New and old results on spherical varieties via moduli theory

Given a connected reductive algebraic group $G$ and a finitely generated monoid $\Gamma$ of dominant weights of $G$, in 2005 Alexeev and Brion constructed a moduli scheme $\mathrm M_\Gamma$ for multiplicity-free affine $G$-varieties with weight monoid $\Gamma$. This scheme is equipped with an action of an `adjoint torus' $T_{\mathrm{ad}}$ and has a distinguished $T_{\mathrm{ad}}$-fixed point $X_0$. In this paper, we obtain a complete description of the $T_{\mathrm{ad}}$-module structure in the tangent space of $\mathrm M_\Gamma$ at $X_0$ for the case where $\Gamma$ is saturated.

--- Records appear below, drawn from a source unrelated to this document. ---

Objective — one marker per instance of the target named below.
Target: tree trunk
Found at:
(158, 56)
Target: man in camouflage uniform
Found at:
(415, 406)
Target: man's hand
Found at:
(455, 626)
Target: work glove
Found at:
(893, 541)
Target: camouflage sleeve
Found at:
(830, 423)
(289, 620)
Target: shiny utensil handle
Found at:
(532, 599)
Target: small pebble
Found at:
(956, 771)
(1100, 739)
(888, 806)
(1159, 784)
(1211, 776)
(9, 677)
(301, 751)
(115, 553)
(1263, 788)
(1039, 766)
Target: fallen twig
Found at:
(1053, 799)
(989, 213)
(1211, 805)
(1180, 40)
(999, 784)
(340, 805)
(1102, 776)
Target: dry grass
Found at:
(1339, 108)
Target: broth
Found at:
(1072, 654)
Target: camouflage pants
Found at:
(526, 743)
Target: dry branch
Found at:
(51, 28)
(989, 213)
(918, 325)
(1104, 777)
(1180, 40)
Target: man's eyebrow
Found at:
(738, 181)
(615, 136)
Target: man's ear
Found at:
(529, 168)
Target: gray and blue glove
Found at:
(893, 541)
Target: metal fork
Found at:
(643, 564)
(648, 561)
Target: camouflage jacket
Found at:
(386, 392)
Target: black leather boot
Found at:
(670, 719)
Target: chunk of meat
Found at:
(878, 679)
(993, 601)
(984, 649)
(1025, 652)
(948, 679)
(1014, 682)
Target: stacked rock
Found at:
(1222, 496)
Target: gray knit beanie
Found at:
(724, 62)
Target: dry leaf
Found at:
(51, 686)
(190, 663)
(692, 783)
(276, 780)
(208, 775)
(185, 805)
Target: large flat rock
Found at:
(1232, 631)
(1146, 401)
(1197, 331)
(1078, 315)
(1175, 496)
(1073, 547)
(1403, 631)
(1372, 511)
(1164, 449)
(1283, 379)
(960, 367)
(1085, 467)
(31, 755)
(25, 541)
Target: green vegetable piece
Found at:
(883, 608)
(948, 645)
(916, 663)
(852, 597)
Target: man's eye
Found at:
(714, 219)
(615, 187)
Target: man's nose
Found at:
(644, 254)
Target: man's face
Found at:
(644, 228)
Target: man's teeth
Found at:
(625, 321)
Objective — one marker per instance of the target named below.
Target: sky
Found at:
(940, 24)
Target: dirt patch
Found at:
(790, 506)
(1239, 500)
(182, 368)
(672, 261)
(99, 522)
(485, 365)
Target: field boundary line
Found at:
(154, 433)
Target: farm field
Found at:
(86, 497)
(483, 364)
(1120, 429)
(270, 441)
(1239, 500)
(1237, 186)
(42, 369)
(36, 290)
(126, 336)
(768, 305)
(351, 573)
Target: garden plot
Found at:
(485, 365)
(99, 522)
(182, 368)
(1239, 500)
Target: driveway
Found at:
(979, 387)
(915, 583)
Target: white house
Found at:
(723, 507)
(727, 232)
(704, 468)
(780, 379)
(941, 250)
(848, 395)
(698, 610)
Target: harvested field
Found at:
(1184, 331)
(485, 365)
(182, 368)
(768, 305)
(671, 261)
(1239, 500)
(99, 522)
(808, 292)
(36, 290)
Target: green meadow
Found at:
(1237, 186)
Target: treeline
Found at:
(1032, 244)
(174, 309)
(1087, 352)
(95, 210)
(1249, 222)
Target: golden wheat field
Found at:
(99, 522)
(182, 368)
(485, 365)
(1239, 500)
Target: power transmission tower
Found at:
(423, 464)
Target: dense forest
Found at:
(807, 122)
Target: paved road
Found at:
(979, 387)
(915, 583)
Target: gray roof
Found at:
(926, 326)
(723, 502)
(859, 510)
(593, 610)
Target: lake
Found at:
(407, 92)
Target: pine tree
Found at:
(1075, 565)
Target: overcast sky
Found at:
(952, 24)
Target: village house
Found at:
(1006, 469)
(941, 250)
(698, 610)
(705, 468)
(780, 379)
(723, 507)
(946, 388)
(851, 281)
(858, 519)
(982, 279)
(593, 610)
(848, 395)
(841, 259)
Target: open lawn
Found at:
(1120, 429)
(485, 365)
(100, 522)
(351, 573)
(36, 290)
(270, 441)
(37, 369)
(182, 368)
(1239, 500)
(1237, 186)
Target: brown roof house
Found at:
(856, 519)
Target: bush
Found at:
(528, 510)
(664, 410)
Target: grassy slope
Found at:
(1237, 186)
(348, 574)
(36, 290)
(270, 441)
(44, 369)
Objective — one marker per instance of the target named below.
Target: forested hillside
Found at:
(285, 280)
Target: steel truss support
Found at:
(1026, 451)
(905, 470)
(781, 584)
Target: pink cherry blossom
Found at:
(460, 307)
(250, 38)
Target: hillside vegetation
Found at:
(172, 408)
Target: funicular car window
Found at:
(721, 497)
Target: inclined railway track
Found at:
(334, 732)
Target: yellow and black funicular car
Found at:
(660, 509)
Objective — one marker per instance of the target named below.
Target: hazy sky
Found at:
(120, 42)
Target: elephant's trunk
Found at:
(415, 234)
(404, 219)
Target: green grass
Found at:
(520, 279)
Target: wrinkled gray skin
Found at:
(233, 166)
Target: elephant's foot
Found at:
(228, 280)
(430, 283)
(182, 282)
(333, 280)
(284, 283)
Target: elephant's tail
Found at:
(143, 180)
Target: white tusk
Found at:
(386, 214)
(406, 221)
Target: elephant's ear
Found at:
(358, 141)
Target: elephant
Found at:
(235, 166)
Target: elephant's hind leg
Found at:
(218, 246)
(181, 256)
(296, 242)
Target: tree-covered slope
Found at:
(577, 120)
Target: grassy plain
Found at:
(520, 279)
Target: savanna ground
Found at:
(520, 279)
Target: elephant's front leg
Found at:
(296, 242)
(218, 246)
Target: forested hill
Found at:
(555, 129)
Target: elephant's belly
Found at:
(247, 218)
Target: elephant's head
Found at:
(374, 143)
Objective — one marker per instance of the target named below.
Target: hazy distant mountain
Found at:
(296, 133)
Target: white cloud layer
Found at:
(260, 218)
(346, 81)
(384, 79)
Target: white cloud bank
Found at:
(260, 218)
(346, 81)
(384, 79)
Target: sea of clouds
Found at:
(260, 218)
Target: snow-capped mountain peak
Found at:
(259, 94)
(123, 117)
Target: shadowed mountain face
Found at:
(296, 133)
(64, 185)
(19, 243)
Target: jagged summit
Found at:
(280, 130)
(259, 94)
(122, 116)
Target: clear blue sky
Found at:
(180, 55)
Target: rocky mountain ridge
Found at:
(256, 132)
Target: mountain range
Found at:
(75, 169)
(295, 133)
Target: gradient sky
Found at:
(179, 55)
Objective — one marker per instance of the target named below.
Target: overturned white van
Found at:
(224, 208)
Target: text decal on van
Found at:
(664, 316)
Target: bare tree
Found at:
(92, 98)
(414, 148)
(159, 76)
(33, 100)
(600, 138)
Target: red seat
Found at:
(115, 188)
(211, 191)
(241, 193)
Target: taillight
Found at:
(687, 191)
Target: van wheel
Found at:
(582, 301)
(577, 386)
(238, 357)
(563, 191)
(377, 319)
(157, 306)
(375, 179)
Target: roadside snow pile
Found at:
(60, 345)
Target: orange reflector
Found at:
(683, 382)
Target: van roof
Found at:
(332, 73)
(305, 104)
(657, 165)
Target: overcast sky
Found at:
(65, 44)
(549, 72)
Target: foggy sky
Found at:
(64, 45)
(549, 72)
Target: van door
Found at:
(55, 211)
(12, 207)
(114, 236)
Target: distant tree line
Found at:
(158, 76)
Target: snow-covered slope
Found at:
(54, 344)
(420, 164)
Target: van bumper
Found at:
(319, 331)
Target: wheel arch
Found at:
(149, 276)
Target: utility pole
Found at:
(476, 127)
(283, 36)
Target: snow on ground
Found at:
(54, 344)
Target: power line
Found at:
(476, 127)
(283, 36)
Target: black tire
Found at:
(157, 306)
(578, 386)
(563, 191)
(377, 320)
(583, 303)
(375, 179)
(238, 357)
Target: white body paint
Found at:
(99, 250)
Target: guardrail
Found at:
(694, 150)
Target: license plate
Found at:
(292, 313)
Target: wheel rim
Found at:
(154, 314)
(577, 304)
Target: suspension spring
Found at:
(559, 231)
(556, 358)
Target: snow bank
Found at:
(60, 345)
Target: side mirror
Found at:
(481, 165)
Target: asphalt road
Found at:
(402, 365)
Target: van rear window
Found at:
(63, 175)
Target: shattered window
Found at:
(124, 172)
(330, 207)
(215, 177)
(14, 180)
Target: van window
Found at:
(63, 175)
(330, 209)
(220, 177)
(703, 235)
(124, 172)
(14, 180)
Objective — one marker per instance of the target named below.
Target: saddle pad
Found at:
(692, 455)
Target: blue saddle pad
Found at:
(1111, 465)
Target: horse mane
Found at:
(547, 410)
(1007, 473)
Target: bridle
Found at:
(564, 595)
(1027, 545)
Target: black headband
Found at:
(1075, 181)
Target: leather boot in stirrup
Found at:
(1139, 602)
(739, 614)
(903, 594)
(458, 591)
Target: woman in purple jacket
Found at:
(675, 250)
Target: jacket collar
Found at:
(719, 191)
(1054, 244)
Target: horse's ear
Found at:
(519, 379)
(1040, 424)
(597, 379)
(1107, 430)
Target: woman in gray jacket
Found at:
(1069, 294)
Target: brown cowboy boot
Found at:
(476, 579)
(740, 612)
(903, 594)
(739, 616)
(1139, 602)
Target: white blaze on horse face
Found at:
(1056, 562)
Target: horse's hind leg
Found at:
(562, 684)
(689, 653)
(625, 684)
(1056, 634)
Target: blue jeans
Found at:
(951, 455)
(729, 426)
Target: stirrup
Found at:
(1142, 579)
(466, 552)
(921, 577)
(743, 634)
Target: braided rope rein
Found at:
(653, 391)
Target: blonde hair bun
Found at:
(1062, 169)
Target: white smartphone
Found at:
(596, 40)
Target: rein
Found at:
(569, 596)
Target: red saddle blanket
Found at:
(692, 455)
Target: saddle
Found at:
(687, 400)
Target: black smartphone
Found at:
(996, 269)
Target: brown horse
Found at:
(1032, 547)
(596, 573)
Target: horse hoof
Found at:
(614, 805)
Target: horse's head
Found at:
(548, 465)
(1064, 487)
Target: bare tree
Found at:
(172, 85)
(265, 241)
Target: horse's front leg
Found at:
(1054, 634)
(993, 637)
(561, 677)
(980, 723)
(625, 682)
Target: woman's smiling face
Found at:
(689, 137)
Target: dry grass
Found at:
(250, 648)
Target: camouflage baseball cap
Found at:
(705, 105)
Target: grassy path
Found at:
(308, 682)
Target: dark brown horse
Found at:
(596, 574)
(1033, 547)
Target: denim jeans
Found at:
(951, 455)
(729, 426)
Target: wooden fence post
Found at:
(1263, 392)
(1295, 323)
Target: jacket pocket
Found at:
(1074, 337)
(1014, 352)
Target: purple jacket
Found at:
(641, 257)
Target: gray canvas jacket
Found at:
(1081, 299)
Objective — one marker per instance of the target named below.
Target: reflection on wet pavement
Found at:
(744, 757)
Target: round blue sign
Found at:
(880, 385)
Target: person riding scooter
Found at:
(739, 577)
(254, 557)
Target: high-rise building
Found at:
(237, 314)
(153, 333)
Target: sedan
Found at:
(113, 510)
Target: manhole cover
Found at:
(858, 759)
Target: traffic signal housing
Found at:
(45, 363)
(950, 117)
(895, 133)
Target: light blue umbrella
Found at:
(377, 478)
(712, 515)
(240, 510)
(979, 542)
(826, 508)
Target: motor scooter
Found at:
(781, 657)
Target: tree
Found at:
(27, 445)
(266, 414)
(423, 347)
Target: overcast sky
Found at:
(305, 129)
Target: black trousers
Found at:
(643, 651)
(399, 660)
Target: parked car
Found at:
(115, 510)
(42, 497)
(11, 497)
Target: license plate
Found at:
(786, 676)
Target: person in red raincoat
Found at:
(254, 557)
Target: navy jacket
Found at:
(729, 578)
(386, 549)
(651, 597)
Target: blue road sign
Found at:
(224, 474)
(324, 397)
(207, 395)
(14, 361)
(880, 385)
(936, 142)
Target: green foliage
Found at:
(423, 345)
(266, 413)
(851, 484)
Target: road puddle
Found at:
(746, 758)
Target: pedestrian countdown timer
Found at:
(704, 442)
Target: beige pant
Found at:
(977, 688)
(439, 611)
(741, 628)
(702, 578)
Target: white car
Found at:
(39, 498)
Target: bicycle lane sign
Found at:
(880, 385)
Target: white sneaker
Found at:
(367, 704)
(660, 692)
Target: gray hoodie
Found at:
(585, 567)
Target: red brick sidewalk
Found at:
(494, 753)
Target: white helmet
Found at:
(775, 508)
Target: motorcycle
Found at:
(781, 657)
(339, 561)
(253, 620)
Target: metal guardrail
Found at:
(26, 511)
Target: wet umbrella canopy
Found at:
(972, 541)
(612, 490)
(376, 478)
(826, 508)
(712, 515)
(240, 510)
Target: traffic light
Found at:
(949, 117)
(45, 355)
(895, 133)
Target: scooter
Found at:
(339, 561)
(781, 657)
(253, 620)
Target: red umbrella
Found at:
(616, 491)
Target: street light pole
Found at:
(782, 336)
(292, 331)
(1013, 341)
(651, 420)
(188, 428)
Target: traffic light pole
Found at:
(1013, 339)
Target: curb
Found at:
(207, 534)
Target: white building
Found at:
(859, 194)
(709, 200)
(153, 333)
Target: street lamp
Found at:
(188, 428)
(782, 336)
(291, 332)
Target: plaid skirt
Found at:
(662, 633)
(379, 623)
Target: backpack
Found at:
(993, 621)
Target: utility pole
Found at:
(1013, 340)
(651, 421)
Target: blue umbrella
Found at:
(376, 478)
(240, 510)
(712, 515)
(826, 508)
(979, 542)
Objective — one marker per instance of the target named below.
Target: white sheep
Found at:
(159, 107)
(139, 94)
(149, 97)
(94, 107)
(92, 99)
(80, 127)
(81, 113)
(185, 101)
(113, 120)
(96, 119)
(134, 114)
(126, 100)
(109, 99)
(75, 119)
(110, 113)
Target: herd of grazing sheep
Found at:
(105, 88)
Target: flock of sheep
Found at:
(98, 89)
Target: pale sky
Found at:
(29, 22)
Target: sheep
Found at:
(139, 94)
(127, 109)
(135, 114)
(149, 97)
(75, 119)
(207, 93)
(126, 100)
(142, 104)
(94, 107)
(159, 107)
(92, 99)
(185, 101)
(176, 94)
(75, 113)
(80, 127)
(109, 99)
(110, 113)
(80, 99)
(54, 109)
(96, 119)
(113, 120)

Using this description, we prove that the root monoid of any affine spherical $G$-variety is free. As another application, we obtain new proofs of uniqueness results for affine spherical varieties and spherical homogeneous spaces first proved by Losev in 2009. Furthermore, we obtain a new proof of Alexeev and Brion's finiteness result for multiplicity-free affine $G$-varieties with a prescribed weight monoid. At last, we prove that for saturated $\Gamma$ all the irreducible components of $\mathrm M_\Gamma$, equipped with their reduced subscheme structure, are affine spaces.